Dagger Eyes were born out of shouty local quartet The Suppositories, and still play some of that band’s material. Their minimalist and occasionally brutalist art-punk is heavily inspired by Wire and sounded exceptionally tight. It inspired one audience member to start his own (highly annoying) personal mosh pit.

The White Wires are one of Ottawa’s most popular acts, and the news they would be retiring to the studio to work on the sequel to the Dirtnap-released ‘WWII’ (to be called, of course, ‘WWIII’) likely encouraged a few folks to show up to bounce along to a brief but energetic set that included a cover of the Ramones ‘I Need Your Love’ and ended with a request for ‘Ha Ha Holiday’.

Finally the brothers Orrall took the stage. Enshrouded in a cloud of white smoke, illuminated from within by a single flood light, all that was visible was the bare outline of Jaymin Orrall’s drums.
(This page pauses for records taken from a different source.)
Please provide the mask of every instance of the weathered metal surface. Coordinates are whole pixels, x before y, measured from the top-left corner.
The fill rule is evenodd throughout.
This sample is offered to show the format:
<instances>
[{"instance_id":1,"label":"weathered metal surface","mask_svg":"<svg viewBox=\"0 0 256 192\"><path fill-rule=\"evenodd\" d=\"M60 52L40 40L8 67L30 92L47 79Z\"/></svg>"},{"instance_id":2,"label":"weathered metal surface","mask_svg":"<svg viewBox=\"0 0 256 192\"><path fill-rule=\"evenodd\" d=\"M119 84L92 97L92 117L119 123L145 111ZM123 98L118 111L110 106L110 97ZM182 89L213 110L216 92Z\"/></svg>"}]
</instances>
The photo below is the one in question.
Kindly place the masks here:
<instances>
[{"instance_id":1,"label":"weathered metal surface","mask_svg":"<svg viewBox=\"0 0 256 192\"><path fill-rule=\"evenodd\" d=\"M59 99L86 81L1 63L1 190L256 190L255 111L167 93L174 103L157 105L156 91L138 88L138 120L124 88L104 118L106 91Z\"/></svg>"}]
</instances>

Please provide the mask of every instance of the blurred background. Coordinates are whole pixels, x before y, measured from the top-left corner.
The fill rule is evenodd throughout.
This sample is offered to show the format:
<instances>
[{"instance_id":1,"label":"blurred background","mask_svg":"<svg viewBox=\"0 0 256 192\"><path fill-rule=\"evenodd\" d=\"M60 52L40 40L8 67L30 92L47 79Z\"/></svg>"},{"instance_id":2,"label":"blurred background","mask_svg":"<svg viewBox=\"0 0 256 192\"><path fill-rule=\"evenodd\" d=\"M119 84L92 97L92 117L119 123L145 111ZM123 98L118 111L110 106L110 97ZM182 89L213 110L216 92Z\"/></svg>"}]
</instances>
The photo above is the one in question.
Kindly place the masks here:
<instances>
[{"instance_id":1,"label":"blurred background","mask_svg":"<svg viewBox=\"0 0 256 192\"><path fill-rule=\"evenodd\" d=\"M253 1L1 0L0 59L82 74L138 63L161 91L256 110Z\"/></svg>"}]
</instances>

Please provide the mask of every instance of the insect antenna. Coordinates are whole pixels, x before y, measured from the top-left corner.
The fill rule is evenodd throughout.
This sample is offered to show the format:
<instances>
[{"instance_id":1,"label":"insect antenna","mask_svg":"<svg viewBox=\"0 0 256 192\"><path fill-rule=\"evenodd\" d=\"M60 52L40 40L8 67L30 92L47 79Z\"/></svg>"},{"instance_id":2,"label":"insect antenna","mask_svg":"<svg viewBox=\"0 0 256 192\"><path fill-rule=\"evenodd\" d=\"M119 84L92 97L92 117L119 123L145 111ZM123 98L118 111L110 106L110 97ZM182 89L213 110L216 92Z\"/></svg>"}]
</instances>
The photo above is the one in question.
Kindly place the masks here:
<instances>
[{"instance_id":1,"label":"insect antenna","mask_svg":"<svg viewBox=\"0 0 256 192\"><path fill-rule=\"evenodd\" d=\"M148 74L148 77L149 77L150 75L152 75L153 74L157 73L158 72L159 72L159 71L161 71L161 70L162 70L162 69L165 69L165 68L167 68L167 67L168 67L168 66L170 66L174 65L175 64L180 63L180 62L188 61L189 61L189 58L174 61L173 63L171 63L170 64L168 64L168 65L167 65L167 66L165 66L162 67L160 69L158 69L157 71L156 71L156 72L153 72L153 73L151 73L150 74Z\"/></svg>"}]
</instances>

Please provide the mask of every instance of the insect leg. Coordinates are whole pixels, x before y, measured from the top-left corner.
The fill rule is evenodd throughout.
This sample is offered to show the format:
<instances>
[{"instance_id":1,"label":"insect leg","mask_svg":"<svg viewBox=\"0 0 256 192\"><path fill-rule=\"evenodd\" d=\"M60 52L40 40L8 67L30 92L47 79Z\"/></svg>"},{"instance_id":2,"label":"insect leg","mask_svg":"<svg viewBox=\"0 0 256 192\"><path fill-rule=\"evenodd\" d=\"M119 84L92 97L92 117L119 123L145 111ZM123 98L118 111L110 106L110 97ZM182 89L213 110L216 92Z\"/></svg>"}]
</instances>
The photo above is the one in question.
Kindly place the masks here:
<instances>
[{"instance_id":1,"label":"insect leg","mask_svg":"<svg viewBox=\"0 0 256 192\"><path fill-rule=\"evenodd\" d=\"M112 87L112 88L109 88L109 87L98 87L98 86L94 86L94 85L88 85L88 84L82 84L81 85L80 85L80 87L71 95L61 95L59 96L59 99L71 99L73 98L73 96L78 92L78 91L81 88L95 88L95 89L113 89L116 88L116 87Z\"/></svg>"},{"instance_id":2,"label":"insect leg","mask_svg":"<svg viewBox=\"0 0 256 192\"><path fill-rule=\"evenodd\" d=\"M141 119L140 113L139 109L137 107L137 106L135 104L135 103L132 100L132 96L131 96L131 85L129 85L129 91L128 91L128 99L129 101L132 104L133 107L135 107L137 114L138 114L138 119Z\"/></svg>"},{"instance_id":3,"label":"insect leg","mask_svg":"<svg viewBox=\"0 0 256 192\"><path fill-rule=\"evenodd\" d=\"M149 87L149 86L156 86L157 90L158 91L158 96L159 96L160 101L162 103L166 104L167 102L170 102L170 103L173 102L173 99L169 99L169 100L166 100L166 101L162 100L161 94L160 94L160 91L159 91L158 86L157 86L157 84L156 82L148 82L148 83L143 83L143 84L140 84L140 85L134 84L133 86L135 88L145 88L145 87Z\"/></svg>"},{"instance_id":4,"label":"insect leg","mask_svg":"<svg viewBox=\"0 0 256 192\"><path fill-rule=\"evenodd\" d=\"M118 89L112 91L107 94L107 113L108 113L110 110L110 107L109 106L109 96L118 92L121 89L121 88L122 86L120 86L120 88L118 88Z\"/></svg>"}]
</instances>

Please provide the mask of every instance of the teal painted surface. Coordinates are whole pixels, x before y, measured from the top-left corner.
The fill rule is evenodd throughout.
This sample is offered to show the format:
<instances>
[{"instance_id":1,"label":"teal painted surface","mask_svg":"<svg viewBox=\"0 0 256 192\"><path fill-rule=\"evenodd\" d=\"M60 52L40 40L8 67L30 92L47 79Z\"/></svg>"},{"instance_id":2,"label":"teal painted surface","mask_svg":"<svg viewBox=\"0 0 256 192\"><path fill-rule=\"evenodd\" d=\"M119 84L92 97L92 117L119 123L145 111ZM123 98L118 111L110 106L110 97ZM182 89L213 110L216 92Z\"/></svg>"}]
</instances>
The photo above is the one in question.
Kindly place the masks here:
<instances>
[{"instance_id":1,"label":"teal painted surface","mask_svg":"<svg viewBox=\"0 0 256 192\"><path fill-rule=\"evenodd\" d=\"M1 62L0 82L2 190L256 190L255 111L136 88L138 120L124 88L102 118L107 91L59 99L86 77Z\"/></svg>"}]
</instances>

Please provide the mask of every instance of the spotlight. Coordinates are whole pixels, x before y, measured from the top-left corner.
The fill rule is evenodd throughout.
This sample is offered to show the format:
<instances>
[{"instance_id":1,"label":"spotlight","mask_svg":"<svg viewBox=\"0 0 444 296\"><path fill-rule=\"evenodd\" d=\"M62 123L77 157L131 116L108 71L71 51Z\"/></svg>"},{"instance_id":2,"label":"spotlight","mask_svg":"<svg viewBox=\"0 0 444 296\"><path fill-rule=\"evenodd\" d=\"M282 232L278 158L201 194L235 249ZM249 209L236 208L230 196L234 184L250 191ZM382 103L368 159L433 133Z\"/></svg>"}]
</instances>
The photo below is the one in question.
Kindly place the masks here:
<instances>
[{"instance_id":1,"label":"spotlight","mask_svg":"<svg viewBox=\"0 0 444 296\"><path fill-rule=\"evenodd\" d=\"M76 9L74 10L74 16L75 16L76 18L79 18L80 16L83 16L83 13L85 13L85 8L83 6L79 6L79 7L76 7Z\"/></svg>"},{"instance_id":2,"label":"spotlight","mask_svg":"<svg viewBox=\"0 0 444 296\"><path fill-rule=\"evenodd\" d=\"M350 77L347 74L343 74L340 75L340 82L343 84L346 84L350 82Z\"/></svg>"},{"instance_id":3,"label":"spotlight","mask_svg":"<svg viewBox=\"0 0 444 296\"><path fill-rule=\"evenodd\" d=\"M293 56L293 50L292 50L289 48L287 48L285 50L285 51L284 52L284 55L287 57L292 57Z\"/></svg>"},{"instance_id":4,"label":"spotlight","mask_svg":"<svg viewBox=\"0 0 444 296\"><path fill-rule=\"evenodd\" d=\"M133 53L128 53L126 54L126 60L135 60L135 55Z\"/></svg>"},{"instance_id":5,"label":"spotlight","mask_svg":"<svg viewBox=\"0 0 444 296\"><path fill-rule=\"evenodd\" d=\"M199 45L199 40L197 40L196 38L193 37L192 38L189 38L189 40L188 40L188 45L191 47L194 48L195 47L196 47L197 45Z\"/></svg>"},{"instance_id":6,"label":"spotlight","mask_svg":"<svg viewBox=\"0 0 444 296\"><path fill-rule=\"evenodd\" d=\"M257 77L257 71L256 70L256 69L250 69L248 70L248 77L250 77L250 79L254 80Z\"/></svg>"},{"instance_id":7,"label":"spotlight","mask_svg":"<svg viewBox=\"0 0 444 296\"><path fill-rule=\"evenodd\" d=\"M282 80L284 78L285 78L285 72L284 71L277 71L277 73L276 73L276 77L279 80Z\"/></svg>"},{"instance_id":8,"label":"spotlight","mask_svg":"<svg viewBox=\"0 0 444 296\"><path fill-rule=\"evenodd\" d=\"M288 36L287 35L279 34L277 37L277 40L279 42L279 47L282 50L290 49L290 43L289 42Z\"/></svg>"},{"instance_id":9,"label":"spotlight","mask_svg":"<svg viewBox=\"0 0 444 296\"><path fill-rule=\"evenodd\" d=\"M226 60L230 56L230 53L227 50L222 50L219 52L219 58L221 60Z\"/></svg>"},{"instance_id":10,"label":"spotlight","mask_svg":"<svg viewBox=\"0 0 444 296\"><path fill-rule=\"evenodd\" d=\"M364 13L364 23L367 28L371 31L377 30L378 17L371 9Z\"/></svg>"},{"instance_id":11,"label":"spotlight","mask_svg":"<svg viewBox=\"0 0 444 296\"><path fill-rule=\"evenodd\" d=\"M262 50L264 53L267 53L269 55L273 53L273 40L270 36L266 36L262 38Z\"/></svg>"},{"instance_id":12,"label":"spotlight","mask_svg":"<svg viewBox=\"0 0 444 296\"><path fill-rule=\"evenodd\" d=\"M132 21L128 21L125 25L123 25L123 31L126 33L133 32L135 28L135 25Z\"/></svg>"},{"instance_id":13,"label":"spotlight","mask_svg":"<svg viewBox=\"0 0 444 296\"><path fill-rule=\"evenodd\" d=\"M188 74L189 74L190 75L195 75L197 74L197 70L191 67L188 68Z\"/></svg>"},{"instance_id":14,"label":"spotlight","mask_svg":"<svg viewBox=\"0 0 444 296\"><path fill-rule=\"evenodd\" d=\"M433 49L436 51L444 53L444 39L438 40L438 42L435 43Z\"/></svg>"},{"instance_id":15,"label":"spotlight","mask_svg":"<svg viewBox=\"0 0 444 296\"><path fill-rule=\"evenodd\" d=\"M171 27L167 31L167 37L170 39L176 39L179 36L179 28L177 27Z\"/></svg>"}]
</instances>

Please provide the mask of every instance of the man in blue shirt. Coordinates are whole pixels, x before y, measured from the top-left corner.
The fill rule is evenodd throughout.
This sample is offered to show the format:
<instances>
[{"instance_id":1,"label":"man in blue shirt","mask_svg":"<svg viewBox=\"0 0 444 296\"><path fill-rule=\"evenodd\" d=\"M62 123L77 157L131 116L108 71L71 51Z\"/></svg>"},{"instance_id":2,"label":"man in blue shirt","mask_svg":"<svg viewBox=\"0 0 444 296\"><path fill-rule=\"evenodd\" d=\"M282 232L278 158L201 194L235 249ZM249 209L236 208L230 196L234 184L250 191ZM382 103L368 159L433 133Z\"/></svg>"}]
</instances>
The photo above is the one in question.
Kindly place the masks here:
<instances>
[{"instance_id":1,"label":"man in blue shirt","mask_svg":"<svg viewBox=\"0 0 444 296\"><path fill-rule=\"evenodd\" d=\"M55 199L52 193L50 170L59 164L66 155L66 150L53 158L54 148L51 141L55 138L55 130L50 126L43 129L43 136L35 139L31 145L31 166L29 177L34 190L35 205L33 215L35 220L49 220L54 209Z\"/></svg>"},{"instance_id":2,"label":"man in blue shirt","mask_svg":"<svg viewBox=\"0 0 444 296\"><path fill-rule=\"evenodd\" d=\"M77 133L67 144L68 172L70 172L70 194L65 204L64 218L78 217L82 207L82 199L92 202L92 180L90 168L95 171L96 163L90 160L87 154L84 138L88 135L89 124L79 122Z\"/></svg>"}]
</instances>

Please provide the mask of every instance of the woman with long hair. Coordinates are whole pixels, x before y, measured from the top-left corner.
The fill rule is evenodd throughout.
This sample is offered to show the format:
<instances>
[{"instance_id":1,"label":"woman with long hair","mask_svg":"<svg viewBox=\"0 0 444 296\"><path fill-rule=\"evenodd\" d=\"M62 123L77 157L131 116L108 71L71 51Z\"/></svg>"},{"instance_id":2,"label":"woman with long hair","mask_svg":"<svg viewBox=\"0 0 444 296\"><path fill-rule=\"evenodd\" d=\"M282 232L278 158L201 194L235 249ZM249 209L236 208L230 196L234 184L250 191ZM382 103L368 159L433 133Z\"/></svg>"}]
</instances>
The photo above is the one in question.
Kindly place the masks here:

Soon enough, waves of fuzz-guitar emerged from the murk. Jake’s voice is a bit like River Cuomo’s, and the breakup-oriented material on the band’s latest album has launched many Weezer comparisons, although Jake’s three-string Perspex-bodied custom guitar means that riffs are a lot more common than leads.

“This our third time here,” observed Jake. “But our first time on stage.” Indeed, at previous gigs, they played off the floor, but their burgeoning audience has changed that.

Soon enough, the crowd was jumping up and down (and, due to that one annoying mosher, occasionally rebounding) to the band’s lovelorn distorto rock.